MY LOVE OF SPRING, IN ALL HER PASTEL SHADES. Spring is such an amazing time of year. Slowly the ice and snow melt away, the air warms, followed by a burst of fresh renewed colour. From pastels to bright zingy new greens. Whether I'm photographing wild, home grown or florist sourced blooms, the principles I work to are the same. I'm often asked how I achieve such soft pastel tones and effects. It's really quite simple, but you have to be mindful of one or two things first. 

1) USING THE RIGHT LIGHT
I always use cool lighting, so whether I'm working outside or photographing from my kitchen table, I'll alway work in cool even light. This means no sunshine what so ever. Beware, even in shade the sun can bounce in colour casts of warm tones.  Warm tones not only effect your white balance but can add a 'tonal weight' to the quality of the light. I work only in north sourced light, naturally cooler, purer light, bright overcast days are perfect or first morning light for outdoor work. And I always use a white non shiny reflector to bounce light into my shadows. (But don't be tempted to go crazy with reflectors!  The desire to remove all shadowing can leave images looking flat and seriously unreal!

2) SELECTING THE RIGHT LENS
For floral, table-top-set-ups I rarely drop my aperture below f2. Anything lower and the blur becomes too much and the focal point too insignificant. However when working outside and my distance-to-subject increases then I tend to drop my f-stop down as low as f1.6. I use my 50mm f1.4 lens for nearly all my floral work, except macros, and then I switch to my 100mm lens. 


3) USING MID AF POINTS
To achieve soft images, with distinctive points of focal clarity, I must use specific AF points and always try to keep these central to the image composition as possible. This ensures both optimal focusing (that has to be spot on when working at such low apertures) plus central focusing naturally draws the eye into the images frame. I know I can always slightly crop an image later if I need to.
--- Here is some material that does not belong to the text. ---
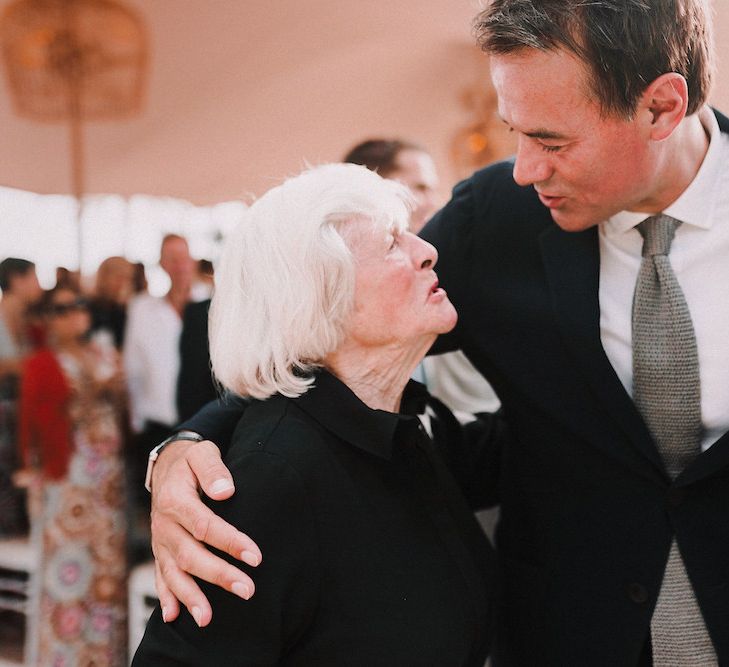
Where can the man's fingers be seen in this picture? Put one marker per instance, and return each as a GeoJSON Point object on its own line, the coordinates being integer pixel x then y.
{"type": "Point", "coordinates": [214, 478]}
{"type": "Point", "coordinates": [183, 556]}
{"type": "Point", "coordinates": [205, 526]}
{"type": "Point", "coordinates": [174, 584]}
4) USING THE RIGHT ACTIONS TO FINISH 
Great capture always comes first, but that has to be followed with great processing. I use my own Actions to process my work, both the Original and Creative Action collections enable me to add tints, enhance colours, and softly brighten; but perhaps most importantly enable me to build on the pastel tones and hues in my original images.   I believe Actions should only be used to enhance what is there naturally within an image. So I always work harder on my image capture and let my Actions add the finishing touches my camera cannot achieve.  

I hope this blog post offers a little insight into how I work. I welcome comments especially if you have any additional questions?